Tuesday, February 12, 2008

Sequel to We the People

The other day I read in the paper’s Opinion Page a letter referring to the accountability or “unaccountability” (italics mine) of our government. In it the writer asked, “When are we, the people, going to make our government accountable?” The question not only begs to be answered, it invites a closer scrutiny.

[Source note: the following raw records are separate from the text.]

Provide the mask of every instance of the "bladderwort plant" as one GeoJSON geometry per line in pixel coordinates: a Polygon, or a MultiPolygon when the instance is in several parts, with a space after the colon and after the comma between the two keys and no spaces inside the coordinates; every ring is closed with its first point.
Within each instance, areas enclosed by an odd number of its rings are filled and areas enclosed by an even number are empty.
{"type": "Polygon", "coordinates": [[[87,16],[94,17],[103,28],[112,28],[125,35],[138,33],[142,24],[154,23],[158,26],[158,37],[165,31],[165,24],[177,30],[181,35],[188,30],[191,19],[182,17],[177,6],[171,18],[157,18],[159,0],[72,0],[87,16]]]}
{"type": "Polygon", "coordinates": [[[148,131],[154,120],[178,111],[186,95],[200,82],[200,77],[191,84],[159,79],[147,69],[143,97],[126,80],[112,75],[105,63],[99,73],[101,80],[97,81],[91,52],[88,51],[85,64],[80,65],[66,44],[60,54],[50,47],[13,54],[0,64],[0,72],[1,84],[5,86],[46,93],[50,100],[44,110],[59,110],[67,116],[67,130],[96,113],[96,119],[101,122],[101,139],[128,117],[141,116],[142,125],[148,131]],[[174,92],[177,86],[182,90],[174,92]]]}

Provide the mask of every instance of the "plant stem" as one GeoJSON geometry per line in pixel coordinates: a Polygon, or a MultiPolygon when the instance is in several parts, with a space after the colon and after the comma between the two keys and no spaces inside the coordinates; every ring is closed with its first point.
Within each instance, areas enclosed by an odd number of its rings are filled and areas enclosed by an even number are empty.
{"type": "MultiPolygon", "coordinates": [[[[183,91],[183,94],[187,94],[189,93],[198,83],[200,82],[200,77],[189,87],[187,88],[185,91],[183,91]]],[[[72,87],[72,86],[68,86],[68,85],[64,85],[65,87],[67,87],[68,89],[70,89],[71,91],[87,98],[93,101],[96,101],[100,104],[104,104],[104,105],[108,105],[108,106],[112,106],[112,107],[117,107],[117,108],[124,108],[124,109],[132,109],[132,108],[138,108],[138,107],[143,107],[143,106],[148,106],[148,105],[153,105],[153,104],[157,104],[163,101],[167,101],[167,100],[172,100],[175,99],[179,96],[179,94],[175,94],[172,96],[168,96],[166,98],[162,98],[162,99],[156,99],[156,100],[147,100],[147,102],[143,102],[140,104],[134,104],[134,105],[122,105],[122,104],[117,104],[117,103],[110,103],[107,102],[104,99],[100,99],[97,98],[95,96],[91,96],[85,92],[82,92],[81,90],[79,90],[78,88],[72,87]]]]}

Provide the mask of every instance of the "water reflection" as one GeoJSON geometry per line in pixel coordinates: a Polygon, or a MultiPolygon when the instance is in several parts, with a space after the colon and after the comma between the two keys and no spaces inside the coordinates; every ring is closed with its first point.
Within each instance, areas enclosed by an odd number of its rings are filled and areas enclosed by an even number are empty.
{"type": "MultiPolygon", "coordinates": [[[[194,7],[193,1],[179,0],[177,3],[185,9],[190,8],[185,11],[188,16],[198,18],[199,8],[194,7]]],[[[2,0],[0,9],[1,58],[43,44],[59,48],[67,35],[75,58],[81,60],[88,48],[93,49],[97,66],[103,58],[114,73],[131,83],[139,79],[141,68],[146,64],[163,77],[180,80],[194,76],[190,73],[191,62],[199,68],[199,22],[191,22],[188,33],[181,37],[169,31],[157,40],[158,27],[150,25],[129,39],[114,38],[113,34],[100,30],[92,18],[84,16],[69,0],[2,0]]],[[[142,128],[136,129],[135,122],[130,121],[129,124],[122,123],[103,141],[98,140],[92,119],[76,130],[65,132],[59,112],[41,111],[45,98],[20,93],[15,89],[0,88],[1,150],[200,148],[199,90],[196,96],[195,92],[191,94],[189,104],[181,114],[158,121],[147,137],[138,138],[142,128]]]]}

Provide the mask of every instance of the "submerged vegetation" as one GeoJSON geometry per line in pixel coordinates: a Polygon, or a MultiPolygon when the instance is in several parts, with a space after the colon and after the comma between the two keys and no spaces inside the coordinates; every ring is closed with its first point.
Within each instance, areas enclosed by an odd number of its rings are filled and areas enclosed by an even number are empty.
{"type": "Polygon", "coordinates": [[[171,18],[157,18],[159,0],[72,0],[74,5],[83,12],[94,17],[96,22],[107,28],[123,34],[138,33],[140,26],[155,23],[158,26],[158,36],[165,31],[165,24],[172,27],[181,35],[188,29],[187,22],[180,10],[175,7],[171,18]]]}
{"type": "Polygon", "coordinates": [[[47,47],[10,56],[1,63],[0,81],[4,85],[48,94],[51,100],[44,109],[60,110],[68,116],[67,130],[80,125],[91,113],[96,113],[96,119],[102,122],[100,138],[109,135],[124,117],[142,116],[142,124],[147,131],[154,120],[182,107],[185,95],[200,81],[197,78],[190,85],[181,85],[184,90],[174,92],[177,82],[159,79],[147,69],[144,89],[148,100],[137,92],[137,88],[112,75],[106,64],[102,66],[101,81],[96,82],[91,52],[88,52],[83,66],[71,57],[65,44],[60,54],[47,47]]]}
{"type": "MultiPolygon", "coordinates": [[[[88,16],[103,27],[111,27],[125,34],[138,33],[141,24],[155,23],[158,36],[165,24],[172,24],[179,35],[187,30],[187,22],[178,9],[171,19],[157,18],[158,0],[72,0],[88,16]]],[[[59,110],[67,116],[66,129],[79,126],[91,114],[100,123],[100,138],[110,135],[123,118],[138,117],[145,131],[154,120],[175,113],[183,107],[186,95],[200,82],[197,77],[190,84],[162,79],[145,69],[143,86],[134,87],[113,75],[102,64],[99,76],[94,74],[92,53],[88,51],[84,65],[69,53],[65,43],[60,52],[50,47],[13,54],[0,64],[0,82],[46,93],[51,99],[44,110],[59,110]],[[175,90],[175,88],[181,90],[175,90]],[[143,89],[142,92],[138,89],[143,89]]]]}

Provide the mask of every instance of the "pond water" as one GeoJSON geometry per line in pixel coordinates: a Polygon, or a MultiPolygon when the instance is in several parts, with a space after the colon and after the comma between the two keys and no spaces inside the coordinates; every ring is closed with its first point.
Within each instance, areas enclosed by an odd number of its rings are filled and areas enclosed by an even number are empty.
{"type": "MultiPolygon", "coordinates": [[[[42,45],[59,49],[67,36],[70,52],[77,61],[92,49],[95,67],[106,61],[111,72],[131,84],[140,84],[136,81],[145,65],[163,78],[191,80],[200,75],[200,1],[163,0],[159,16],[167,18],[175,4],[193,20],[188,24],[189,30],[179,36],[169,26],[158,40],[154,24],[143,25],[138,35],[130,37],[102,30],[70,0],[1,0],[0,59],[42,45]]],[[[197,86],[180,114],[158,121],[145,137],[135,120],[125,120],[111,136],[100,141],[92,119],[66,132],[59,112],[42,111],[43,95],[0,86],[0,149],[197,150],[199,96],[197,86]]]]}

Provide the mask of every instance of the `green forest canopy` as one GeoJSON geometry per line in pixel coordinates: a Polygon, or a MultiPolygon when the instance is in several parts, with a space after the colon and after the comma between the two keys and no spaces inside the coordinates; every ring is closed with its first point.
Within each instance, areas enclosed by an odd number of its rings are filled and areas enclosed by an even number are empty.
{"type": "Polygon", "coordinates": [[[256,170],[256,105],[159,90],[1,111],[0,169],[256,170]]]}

The writer puts her question quite rightly. She didn’t ask “When will the government be accountable?” Instead, she ask, “When will we, the people, make our government accountable. The emphasis is on “we the people.” It clearly shows that the burden is entirely on us. The truth is that we, as a people, are complainers. We are passive users and many times vocal abusers of a system that was given us by our inspired forefathers who saw in us, the people, a nation and not an economy, which regrettably is what lately we are being programmed to be. But in all fairness, even today there are innumerable examples of the government being accountable. Unfortunately the accountability appears to favor mainly the privileged among us, namely, those special interests groups who through their lobbies make their voices heard. We, the “mainstream” people, have few lobbies other than our representatives in Congress, who unfortunately, like Judas in another time, often succumb to the temptation of a few pieces of silver, and a handful of advocacy groups whose non-profit status many times ignores overly generous salaries and other pecuniary benefits for their executives. So how can “we the people” make our government accountable? Not by imitating the powerful corporate or political lobbies with their bribes and corruption, but by a more direct action at the grassroots level. By boycotting politicians whose track records are shady, instead of falling again and again for their empty promises and constant personality “reinventions;” by boycotting products and services whose prices are visibly not based on honest costs and returns but on “what the market can bear,” that fabulous market economy formula that legitimizes, indeed decriminalizes in some cases, the once reprehensible, if not illegal, price gouging; by doing “en masse” what that letter writer did – flood our newspapers’ opinion pages with our observations and yes, legitimate complaints; by shouting from our allegoric rooftops: “We wont take this anymore. We want our country back!”